We arrived and explained why we were there: to get our sauna on. Did we have bathrobes? No. Had we been to a sauna before? No. The kind man at the front desk pointed out the facility’s hot spots (get it?) in hushed tones, but not a word was whispered about what we should wear or the proper order of our sauna-hopping. Dampfbad, scented sauna, super hot sauna? Sauna until you’re about to pass out and jump in the frozen outdoor pool, sweat-lodge style? We will never know.

I think we knew deep down inside that we would have to get naked, but we held on to our last bit of hope — and the sashes to our borrowed bathrobes — to take a peek outside the door of the changing room, where our worst fears were confirmed: naked people everywhere. Back to the lockers with our bathing suits, and with them the last shreds of dignity.
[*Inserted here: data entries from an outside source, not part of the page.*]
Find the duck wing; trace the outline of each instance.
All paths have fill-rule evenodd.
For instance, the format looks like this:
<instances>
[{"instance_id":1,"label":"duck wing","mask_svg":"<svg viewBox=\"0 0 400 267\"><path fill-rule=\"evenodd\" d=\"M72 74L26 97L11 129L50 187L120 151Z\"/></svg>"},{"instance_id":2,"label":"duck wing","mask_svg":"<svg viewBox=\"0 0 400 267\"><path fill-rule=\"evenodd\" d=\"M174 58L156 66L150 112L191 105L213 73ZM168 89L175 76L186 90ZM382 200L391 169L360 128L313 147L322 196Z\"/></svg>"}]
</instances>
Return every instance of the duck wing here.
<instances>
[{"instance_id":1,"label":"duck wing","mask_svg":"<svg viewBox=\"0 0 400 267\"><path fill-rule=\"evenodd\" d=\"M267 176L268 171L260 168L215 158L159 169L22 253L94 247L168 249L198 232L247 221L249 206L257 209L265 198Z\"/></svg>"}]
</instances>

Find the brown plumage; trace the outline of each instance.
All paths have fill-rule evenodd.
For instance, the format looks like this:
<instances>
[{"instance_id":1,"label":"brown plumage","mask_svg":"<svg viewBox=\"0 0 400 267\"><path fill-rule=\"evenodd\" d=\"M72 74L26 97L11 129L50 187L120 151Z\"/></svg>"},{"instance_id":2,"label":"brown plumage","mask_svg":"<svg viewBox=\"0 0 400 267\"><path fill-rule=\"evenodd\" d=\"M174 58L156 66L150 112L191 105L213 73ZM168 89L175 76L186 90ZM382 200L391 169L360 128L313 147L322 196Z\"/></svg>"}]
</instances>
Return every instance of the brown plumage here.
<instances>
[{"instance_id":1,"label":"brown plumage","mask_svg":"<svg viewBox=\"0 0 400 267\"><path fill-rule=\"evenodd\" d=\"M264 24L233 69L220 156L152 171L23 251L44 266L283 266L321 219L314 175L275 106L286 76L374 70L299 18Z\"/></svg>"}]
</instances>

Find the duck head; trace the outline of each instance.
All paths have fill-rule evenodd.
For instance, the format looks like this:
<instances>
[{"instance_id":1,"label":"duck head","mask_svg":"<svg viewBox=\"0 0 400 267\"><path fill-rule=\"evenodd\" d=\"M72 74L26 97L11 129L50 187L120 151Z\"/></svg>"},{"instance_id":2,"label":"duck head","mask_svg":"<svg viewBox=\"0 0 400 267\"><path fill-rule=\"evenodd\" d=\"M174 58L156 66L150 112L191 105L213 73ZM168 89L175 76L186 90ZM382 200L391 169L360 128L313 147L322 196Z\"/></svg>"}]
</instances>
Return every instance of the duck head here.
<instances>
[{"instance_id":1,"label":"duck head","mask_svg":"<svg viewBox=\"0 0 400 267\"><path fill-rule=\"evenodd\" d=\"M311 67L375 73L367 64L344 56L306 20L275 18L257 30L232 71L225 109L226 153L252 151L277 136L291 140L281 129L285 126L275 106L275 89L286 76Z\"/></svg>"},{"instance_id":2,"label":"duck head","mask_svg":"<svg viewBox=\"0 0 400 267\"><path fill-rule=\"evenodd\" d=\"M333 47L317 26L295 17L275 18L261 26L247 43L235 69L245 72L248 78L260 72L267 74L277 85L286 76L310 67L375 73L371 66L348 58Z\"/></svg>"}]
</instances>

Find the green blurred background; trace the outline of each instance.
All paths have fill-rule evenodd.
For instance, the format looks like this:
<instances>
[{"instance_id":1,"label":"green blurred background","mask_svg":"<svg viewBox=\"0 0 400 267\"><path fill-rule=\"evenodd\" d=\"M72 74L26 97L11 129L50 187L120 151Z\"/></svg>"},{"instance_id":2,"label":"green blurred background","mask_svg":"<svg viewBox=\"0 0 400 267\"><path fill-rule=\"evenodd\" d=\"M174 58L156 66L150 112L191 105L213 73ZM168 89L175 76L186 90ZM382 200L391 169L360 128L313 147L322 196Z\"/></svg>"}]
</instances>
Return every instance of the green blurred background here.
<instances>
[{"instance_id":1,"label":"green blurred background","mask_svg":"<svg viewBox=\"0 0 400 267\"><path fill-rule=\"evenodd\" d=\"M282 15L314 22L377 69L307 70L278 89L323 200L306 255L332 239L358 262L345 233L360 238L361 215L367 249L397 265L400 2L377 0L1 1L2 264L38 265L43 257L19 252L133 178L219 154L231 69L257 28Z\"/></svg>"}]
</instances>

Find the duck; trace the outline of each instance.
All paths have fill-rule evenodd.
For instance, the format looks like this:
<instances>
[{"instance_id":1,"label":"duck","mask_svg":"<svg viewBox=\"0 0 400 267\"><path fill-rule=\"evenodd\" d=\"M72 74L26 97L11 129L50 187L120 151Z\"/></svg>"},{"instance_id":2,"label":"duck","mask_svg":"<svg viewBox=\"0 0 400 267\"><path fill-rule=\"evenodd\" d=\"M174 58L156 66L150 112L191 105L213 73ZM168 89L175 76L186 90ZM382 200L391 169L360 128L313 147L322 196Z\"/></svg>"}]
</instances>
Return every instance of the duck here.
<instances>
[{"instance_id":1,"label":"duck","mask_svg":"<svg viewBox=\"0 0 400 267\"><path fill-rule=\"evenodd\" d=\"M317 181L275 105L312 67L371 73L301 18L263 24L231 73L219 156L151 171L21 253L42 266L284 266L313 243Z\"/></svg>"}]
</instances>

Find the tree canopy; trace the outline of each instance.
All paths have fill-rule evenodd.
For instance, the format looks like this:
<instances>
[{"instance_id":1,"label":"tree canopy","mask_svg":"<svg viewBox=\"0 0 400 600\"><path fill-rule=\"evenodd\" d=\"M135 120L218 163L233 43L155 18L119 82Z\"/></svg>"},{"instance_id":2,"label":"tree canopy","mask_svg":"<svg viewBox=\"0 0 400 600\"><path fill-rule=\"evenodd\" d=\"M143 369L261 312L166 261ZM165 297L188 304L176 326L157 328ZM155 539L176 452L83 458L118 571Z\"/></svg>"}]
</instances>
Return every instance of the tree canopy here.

What ensued was a lot of confusion, awkward laughter and strategic towel placement. We never really figured out if there was a proper sequence to the art of sauna, but did learn that when in a sauna with people who are not your friends, it’s apparently only okay to communicate via gestures and facial expressions. For example, a face displaying panic and anxiety means “let’s get out of here.” A raised eyebrow and a nudge indicates “should we hop into this here hot tub or is it simply a rinsing tub and why is it so small? How can we best avoid looking out of place?” (Never found out the answer to that second query.)

We opted out of dining at the sauna’s restaurant — something about eating with actual silverware while surrounded by fellow bathrobed sauna-goers felt strange to me, but we did take advantage of the Ruheraum (roughly translated: peaceful room) and its hanging beds. There are some tiny photos of it at the sauna’s website if you are looking for a better mental image! For some reason we didn’t think it would be appropriate to take pictures inside the sauna — that would be a rookie mistake and by this point we were sauna savants.

A few days ago I was speaking to a colleague about the sauna and she recommended a few in Munich that have days specifically set aside for women. I tried to explain why it was such a strange experience for an American and ended up saying something about how we aren’t comfortable with our bodies and we are “nie nackt,” which I immediately realized translates to never nude. “Arrested Development” fans should understand why I started laughing uncontrollably at that exact moment (a character on the show is a “never nude” and wears jean shorts all of the time, even while showering).

I tend to think of Germans as being a very serious people, and as I was relaxing on the hanging bed (between watching the snow fall outside and wondering if the tassled rope dangling above my head would set off an alarm or merely turn on a reading light) I realized how very serious they can be…about relaxing. And being naked. There is a “free body movement” (Freikorperkultur, or FKK for short) in Germany that basically embraces the concept of being comfortable being naked. I hear you can find FKK-ers doing what they do best on a sunny day in the Englischer Garten. Something tells me Janet would be welcome there.